Until now, playdates for Will have been mostly joint affairs – get-togethers for moms and kids all at once. I realized yesterday, when we had Will’s friend Creight come over by himself, how much I can accomplish around the house during a kids-only playdate and how much more I notice about the kids’ play when I’m not flapping my own mouth with another mom or two.

The highlight from yesterday afternoon was when I eavesdropped from the kitchen on this conversation that the boys were having in the next room. For over an hour, Will, wearing his spiderman costume, and Creight, dressed up as Batman, had been concocting various superhero adventures around the house. Their teacher had talked with them earlier in the day about how the Pilgrims came over on the Mayflower from England after deciding they didn’t want to live under their king anymore, all of which managed to inspire this dialogue (which I quickly started transcribing):

Batman: I’m glad we’re here to protect each other.

Spiderman: Me too. And when we kill bad guys we protect the whole world too. So there’s no more bad guys except in England. Because the people want to do what they want to do, so that’s why they sailed to America, so they don’t have to live under the king.
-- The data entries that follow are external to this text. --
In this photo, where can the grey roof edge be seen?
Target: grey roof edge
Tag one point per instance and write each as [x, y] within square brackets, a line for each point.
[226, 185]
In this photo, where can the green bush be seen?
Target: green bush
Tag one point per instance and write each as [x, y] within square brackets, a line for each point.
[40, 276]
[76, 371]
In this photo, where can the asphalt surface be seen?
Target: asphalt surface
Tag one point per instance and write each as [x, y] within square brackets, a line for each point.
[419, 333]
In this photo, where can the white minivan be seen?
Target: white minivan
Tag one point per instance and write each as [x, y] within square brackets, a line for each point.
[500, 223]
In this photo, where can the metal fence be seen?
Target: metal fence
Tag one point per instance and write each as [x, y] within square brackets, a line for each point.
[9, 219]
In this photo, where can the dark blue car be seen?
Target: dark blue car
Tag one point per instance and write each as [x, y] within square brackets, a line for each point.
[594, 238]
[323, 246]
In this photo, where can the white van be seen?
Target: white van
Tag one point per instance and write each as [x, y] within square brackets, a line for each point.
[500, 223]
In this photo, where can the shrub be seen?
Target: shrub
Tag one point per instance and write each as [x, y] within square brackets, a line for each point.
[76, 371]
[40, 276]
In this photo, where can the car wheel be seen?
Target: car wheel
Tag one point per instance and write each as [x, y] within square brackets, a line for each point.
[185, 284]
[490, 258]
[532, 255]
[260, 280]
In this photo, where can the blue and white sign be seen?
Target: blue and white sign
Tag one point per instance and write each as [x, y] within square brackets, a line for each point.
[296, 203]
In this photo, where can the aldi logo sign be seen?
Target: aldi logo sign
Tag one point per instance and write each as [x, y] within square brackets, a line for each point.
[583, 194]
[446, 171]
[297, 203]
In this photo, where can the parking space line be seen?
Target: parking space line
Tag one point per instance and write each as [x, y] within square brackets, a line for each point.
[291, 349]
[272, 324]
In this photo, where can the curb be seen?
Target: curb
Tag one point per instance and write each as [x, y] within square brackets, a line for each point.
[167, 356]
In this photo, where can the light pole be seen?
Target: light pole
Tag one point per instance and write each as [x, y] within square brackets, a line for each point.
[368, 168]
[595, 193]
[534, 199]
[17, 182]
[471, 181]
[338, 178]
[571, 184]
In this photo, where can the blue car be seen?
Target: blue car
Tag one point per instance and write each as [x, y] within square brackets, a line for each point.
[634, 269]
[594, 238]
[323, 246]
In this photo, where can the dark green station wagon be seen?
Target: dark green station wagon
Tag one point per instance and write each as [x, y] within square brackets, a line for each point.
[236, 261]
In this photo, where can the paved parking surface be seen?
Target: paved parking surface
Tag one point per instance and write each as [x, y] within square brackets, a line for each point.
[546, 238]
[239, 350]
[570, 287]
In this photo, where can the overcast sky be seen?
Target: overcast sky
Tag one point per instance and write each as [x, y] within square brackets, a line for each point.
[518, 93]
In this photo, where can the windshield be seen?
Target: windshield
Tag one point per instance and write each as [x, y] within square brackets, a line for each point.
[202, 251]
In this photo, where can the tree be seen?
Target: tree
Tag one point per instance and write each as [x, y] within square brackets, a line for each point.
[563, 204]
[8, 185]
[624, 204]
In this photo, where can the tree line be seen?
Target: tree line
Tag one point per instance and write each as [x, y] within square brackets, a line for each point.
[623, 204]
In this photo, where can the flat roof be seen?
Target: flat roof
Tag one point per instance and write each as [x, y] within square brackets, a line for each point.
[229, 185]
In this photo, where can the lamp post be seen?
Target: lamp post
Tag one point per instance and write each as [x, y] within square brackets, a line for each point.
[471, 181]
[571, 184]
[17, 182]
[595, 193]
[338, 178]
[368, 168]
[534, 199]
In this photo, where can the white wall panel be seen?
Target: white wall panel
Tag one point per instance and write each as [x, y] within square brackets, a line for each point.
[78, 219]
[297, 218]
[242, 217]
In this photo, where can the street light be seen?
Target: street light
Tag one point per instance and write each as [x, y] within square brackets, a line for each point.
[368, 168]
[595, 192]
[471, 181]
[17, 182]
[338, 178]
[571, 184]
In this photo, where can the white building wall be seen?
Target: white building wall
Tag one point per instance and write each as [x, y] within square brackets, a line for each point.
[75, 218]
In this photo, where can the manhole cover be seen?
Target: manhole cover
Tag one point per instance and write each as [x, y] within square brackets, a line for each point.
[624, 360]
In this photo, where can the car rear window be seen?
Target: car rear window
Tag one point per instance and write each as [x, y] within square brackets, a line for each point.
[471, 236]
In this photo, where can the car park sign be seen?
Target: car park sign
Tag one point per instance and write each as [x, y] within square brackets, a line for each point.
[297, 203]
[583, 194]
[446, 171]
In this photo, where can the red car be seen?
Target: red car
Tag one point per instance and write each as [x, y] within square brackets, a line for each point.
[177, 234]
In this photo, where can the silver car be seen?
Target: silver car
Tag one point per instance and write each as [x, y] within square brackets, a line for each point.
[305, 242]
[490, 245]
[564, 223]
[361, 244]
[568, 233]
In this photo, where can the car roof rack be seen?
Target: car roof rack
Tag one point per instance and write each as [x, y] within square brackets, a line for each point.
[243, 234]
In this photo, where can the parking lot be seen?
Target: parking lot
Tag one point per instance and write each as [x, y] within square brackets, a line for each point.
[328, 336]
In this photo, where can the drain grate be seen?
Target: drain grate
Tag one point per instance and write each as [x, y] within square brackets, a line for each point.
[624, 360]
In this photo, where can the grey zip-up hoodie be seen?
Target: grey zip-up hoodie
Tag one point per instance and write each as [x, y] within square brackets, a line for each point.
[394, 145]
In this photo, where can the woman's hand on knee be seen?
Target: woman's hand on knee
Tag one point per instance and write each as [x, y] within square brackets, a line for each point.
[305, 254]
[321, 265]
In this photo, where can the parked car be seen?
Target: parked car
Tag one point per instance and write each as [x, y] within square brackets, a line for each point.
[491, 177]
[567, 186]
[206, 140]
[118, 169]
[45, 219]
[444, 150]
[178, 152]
Batman: I think we should go to England and kill the king with our guns.

Spiderman: Ok, let’s go!

And the boys gathered some plastic pegs, which they were using as guns, and ran into the next room.

For me, fresh off reading Vivian Paley’s “A Child’s Work: The Importance of Fantasy Play” (which I recommend to early childhood teachers and parents alike), it was a fun scene to overhear.


Allison Kennedy said...

How cute! But I'm glad no one got killed. :)

Annie Addington said...

Yeah, once upon a time all this gun talk might have seemed a bit disturbing to me. But I've long ago decided that boys have an innate need to work out their gun/violence issues through play while they're young (I don't provide toy guns, so Will has to resort to tinker toys, plastic pegs, sticks and the like). But I've decided there's no point in trying to censor his play -- the more I told him not to talk about guns the more he'd love to do it anyway.